Author: Mugabi Siro

Category: Device Drivers

Summary:

A device driver oriented tutorial on using Ftrace for identifying the kernel control path taken from a syscall to a device driver operation/method. A write(2) to the /dev/tty1 console bound to the LinuxFB stack is explored here as a case study.

Tags: linux ftrace debugging/tracing

Preliminaries

An introduction to the function call tracing capabilities of the Ftrace framework can be found here.

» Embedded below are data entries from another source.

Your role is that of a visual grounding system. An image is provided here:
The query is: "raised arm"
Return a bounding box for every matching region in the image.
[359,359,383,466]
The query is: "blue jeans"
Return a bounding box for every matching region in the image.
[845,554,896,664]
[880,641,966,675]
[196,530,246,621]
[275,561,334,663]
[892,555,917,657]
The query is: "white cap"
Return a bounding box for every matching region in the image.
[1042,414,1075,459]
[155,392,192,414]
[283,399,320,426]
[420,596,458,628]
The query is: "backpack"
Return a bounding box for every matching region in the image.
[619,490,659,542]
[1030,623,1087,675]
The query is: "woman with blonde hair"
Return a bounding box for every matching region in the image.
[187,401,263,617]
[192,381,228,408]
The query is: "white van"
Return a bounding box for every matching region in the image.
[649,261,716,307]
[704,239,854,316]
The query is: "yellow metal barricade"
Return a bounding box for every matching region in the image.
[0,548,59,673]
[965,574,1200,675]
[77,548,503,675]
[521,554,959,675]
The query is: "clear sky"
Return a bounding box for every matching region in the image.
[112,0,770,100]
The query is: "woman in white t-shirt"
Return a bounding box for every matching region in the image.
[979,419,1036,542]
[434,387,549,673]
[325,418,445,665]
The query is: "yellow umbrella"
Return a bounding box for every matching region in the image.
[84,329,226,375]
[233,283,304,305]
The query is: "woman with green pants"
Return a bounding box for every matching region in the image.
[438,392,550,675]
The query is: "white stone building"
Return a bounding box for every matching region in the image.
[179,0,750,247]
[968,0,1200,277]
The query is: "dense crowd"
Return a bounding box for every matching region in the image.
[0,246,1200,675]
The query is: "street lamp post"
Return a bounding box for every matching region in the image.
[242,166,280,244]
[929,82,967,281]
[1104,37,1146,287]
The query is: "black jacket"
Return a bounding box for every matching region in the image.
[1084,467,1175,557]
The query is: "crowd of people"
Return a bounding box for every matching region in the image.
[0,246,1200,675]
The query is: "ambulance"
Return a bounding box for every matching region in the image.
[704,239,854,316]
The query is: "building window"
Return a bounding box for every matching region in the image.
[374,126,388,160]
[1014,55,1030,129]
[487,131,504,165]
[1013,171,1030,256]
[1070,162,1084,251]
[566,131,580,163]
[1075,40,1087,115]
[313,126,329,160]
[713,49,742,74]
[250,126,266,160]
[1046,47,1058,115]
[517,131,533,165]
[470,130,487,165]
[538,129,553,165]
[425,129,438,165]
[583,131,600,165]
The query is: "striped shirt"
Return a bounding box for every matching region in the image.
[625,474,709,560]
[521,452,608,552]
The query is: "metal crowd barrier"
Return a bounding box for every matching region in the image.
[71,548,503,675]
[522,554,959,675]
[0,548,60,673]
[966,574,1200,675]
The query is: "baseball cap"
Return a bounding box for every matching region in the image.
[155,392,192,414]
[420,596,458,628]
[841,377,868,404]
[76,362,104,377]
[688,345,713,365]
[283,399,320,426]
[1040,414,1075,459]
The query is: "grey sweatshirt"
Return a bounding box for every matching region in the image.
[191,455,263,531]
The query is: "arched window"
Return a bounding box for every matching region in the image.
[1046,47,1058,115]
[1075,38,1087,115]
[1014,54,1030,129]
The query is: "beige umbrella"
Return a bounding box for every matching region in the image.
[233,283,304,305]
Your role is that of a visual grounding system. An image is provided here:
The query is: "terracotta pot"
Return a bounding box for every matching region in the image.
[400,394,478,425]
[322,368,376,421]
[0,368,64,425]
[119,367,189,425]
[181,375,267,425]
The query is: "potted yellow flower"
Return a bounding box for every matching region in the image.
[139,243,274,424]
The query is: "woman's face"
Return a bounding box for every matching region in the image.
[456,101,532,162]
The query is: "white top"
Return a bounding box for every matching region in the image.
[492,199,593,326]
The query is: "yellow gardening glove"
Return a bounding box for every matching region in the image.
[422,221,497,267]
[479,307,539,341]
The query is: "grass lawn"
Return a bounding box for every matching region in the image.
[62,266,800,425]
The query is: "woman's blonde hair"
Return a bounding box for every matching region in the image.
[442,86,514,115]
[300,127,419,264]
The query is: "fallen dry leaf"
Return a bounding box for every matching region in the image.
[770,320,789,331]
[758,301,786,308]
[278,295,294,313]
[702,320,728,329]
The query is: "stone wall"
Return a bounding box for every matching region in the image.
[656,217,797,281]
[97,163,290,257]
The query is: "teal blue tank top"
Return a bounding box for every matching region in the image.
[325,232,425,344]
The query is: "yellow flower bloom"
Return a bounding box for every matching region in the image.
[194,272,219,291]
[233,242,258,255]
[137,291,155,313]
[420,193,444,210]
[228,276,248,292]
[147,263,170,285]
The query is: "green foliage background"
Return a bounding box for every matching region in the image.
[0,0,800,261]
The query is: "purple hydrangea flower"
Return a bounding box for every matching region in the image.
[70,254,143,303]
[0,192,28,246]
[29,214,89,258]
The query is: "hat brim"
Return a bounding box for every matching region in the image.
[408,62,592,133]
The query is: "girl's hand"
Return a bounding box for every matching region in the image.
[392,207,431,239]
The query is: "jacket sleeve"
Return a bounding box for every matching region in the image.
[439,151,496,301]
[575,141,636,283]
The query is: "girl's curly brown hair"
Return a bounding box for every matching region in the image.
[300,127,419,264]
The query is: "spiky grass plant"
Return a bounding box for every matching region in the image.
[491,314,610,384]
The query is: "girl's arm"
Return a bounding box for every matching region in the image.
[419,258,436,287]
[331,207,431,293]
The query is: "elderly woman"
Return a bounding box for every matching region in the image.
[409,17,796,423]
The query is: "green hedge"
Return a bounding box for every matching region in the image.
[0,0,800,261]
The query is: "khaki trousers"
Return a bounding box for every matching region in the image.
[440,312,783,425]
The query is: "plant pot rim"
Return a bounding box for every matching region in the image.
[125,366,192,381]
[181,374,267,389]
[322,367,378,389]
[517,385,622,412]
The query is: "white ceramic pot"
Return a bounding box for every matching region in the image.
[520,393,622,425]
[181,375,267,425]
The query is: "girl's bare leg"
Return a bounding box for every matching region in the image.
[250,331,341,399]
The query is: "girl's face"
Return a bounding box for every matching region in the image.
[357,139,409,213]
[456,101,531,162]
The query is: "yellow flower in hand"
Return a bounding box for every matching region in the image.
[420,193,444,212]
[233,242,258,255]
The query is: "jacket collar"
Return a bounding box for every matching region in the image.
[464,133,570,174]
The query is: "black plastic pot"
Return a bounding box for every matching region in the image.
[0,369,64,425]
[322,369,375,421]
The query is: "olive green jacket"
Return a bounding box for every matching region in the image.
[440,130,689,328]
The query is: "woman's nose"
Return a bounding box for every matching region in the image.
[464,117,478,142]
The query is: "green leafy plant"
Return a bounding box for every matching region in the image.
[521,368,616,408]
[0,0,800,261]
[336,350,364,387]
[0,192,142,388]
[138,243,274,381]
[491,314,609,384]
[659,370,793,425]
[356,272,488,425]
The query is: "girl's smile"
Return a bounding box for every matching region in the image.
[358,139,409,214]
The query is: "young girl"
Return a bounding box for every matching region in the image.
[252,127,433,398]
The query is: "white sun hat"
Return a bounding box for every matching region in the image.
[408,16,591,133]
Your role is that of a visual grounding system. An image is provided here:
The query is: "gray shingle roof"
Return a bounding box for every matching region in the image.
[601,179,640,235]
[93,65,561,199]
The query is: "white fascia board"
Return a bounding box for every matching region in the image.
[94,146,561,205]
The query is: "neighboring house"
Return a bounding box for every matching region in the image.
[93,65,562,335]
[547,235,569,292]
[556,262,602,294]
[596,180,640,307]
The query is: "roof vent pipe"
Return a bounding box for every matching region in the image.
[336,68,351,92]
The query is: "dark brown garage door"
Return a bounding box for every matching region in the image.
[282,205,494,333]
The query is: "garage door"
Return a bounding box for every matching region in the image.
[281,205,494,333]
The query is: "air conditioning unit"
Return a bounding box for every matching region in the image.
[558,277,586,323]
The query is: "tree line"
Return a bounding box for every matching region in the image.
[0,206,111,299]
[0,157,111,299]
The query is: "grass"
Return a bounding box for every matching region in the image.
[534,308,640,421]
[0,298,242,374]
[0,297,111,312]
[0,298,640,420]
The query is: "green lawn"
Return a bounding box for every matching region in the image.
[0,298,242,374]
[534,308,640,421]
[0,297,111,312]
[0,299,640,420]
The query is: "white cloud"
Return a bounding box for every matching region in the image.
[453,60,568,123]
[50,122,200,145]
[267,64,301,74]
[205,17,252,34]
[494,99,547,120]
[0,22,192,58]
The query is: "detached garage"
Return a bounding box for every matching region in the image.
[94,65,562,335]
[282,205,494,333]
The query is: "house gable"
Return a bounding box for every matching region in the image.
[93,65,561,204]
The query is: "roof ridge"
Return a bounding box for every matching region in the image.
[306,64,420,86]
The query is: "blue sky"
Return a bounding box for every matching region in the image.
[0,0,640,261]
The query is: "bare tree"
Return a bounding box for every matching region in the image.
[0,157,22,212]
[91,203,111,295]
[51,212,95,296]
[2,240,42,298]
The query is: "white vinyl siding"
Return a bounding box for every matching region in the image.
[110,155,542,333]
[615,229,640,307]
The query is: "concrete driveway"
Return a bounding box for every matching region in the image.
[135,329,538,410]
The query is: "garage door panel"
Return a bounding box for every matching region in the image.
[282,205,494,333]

The traces in this entry were run on an (aging) quad i3-2350M/4GB laptop running Linux 3.2.0-35-generic Ubuntu 12.04 kernel. Note that until Section Function Filtering below, the following traces were performed from an x-term (X Windows) - program output appearing on the /dev/tty1 console.

Consider ne_ftrace_console_write.c that writes a string to /dev/tty1. The gist of the program is:

write(tr_on_fd, "1", 1);    /* "echo 1 > ${debugfs}/tracing/trace_on" */

str = "Before console write\n";
write(marker_fd, str, strlen(str)); /* "marker_fd" is "${debugfs}/tracing/trace_marker" file desc */

str = "Dunia, vipi?\n";
write(tty_fd, str, strlen(str)); /* "tty_fd" is '/dev/tty1' file desc */

str = "After console write\n";
write(marker_fd, str, strlen(str));

write(tr_on_fd, "0", 1); /* "echo 0 > ${debugfs}/tracing/trace_on" */

Performing:

$ gcc -Wall -O2 -Wno-unused-result ne_ftrace_console_write.c

$ sudo ./a.out

produces this function call graph in ./ftrace_output.txt when run from an xterm. Note that the console output will appear on /dev/tty1 (i.e. CTRL+ALT+F1).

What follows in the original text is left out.